(Montréal) L’avocat Yanick Péloquin a témoigné lundi lors de l’enquête du coroner sur le décès de la sergente Maureen Breau le 27 mars à Louiseville, au Québec, dans la région de la Mauricie. Le coroner enquête également sur la mort d’Isaac Brouillard Lessard, 35 ans, qui a été abattu par la police dans son immeuble quelques instants après avoir attaqué Maureen Breau et blessé grièvement un autre policier.

Me Péloquin a raconté qu’il a eu un échange de textos de 45 minutes avec Brouillard Lessard qui s’est terminé environ deux heures avant l’arrivée de la police au domicile de son client pour l’arrêter pour profération de menaces et violation de sa probation.

« Rien dans la conversation n’était très intense, qui m’aurait laissé croire qu’il pourrait commettre quelque chose comme l’acte pour lequel nous sommes ici », a-t-il déclaré.

« Sinon, j’aurais appelé les autorités compétentes. »

Yanick Péloquin, qui a représenté Brouillard Lessard à la Commission d’examen des troubles mentaux du Québec en 2022, a affirmé qu’il a des frissons chaque fois qu’il regarde le dernier message de son client. Il n’a cependant pas décrit le contenu de ce texto, invoquant le secret professionnel de l’avocat.

L’avocat a avoué qu’il se sentait coupable après avoir appris la tournure des évènements.

« Mais j’ai compris par la suite que je ne pouvais pas le savoir », a-t-il ajouté, précisant qu’il n’avait jamais vu de signes de délire, de colère ou de comportement menaçant lors de ses interactions avec son client.

Fil des évènements

L’enquête a appris que la police avait rendu visite à Brouillard Lessard le 24 mars, trois jours avant l’attaque, après que ses parents eurent signalé son comportement troublant. Sur une période de trois jours, Brouillard Lessard avait lancé 43 appels et 481 textos à sa mère, dont la plupart étaient menaçants. Le 27 mars, il a menacé son oncle, qui a porté plainte à la police, ce qui a mené la police à vouloir l’arrêter. La mère de Brouillard Lessard avait dit à cet oncle qu’appeler la police était un moyen de lui apporter le traitement dont il avait besoin.

Selon Me Péloquin, lors d’une autre conversation téléphonique peu de temps avant le meurtre, son client lui a fait part d’inquiétudes quant à la possibilité qu’un policier vienne chez lui et le force à être hospitalisé pour des soins. Mais l’avocat a insisté lundi sur le fait que son client n’avait aucune colère envers la police, mais qu’il la craignait parce qu’il considérait qu’elle agissait au nom des psychiatres.
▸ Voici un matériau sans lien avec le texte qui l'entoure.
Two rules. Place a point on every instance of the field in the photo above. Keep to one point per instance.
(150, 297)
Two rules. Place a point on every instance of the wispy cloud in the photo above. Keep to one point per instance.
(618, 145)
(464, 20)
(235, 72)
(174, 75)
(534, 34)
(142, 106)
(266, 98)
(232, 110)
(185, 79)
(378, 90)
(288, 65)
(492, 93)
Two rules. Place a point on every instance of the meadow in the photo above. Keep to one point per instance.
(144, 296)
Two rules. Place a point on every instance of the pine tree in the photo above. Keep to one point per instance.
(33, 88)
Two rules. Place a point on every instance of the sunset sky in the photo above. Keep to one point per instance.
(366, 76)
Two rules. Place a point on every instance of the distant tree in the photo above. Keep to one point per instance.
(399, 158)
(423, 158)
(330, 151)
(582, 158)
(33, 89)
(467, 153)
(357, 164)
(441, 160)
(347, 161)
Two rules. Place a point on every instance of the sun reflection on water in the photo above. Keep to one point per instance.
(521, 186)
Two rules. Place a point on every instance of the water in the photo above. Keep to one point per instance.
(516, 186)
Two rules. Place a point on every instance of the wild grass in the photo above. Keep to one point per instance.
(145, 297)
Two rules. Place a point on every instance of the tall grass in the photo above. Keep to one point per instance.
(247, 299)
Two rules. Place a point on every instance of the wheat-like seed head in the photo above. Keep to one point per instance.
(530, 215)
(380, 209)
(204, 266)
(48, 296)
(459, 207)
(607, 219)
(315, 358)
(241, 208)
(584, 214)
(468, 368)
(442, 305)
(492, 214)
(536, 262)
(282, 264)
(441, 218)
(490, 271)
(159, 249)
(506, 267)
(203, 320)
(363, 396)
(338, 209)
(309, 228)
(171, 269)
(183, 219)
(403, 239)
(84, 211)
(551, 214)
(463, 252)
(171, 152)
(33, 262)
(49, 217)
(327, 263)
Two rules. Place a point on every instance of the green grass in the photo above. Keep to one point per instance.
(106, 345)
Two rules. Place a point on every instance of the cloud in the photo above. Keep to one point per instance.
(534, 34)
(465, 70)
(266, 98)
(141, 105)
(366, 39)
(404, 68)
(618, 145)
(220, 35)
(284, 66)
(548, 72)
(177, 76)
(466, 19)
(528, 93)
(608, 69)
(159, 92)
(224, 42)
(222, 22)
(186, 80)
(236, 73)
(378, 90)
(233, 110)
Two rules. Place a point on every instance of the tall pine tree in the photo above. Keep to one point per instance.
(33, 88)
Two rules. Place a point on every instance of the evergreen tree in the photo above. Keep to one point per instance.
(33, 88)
Au cours de cette conversation, Me Péloquin a dit à Brouillard Lessard de l’appeler si jamais la police se présentait chez lui.

L’avocat a témoigné qu’il supposait qu’il était probablement le seul ami de Brouillard Lessard au cours de la dernière année de sa vie, soulignant que son client était assez isolé et ne connaissait personne à Louiseville. Il a ajouté que Brouillard Lessard n’attendait pas avec impatience une audience prochaine en avril 2023 devant la Commission d’examen des troubles mentaux, l’organisme qui régit les conditions de mise en liberté des personnes accusées d’une infraction criminelle et qui ont été déclarées non responsables pour cause de troubles mentaux.

Brouillard Lessard avait été déclaré non criminellement responsable à cinq reprises pour des infractions en 2014 et 2018. Il avait également passé un an dans un hôpital psychiatrique de Montréal. Il était suivi par la commission depuis 2014. Lors de sa précédente comparution en janvier 2022, Brouillard Lessard s’était montré insolent et arrogant et estimait que le processus était prédéterminé, a souligné l’avocat.

En avril 2022, Brouillard Lessard avait obtenu une absolution inconditionnelle et deux ans de probation après avoir agressé un concierge d’appartement.

Témoignant plus tard lundi, Jean-Marc Poirier, un témoin représentant le bureau des procureurs du Québec, a déclaré que les nouvelles directives depuis l’attaque de la sergente Breau ont contribué à sensibiliser les procureurs aux décisions de la Commission d’examen des troubles mentaux. Les procureurs, a-t-il précisé, assistent désormais aux audiences de la commission, ce qui n’était pas le cas pour Brouillard Lessard.

L’enquête a permis d’apprendre que Brouillard Lessard ne respectait pas ses conditions de mise en liberté. Il consommait du cannabis et ne prenait pas ses médicaments.

Jean-Marc Poirier a affirmé que lorsque les conditions imposées par la commission ne sont pas respectées, ce n’est pas à la Couronne de porter des accusations criminelles. C’est plutôt à l’hôpital qui supervise le patient d’appeler la police – mais M. Poirier a déclaré que cela arrivait rarement.